Mr SHORTEN (MaribyrnongLeader of the Opposition) (14:20): My question is to the Prime Minister. I refer to the Prime Minister's decision today to ambush Australian motorists with a new $2.2 billion petrol tax with no mandate from the Australian people and no mandate from the parliament. What will be the total cost of the Prime Minister's petrol tax ambush for Victorian motorists?


Mr ABBOTT (WarringahPrime Minister) (14:21): It is not a new tax; it is indexation of an old tax, a tax that was first introduced by the Hawke government, which was a genuine reforming government, a government that was capable of engaging in mature debate and a government that was capable of looking at the long-term national interest and not just playing short-term politics with everything. It was introduced indexed by the Hawke government—

Mr Shorten interjecting

Mr ABBOTT: Yes, as the Leader of the Opposition interjects, it was frozen by the Howard government in very different circumstances to those that apply today—in circumstances where the Howard government consistently delivered surpluses at one per cent of GDP. There were successive surpluses at almost one per cent of GDP by the Howard government. Of course, under members opposite we got deficits of about three per cent of GDP.

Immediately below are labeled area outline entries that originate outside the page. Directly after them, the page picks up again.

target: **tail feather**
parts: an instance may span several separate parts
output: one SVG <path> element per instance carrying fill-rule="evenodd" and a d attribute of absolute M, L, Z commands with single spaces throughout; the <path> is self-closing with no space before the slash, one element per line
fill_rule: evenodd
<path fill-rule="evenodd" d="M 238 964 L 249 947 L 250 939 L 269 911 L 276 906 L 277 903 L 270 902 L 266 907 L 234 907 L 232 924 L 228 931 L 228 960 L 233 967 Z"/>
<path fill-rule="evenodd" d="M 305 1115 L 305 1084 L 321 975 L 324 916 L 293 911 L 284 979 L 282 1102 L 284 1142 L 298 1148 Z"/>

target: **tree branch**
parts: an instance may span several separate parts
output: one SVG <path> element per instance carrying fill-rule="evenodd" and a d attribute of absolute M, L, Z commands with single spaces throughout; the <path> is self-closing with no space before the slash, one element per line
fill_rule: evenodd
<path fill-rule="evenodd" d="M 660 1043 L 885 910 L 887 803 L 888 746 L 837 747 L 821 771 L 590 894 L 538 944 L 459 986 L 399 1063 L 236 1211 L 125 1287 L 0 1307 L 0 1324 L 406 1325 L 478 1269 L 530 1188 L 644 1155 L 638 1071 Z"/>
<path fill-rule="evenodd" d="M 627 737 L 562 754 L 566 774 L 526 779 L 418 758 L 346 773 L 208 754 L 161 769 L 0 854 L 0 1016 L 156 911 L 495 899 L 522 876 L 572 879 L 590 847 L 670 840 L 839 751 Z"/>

Mr Burke: Madam Speaker, I rise on a point of order. To be directly relevant the Prime Minister needs to explain the impact on Victorian motorists.

The SPEAKER: The member will resume his seat. There is no point of order. The Prime Minister has the call.

Mr ABBOTT: So the cost on the average family is 40c a week or $20 a year. Of course, the average Australian household is $550 a year better off because of this government's abolition of the carbon tax. The average Victorian family is going to benefit massively from the $3 billion that this government is committing to the East West Link under contracts that members opposite want to tear up. They hate the East West Link. They hate the sanctity of contract and they are going to damage the motoring public of Victoria by failing to proceed with something which is vital for the long-term future of Melbourne, Victoria and Australia. This was a budget measure; a reasonable budget measure that was originally introduced by the Hawke government in the days when Labor had real leadership and was really committed to the national interest, and I am very happy to see it coming back.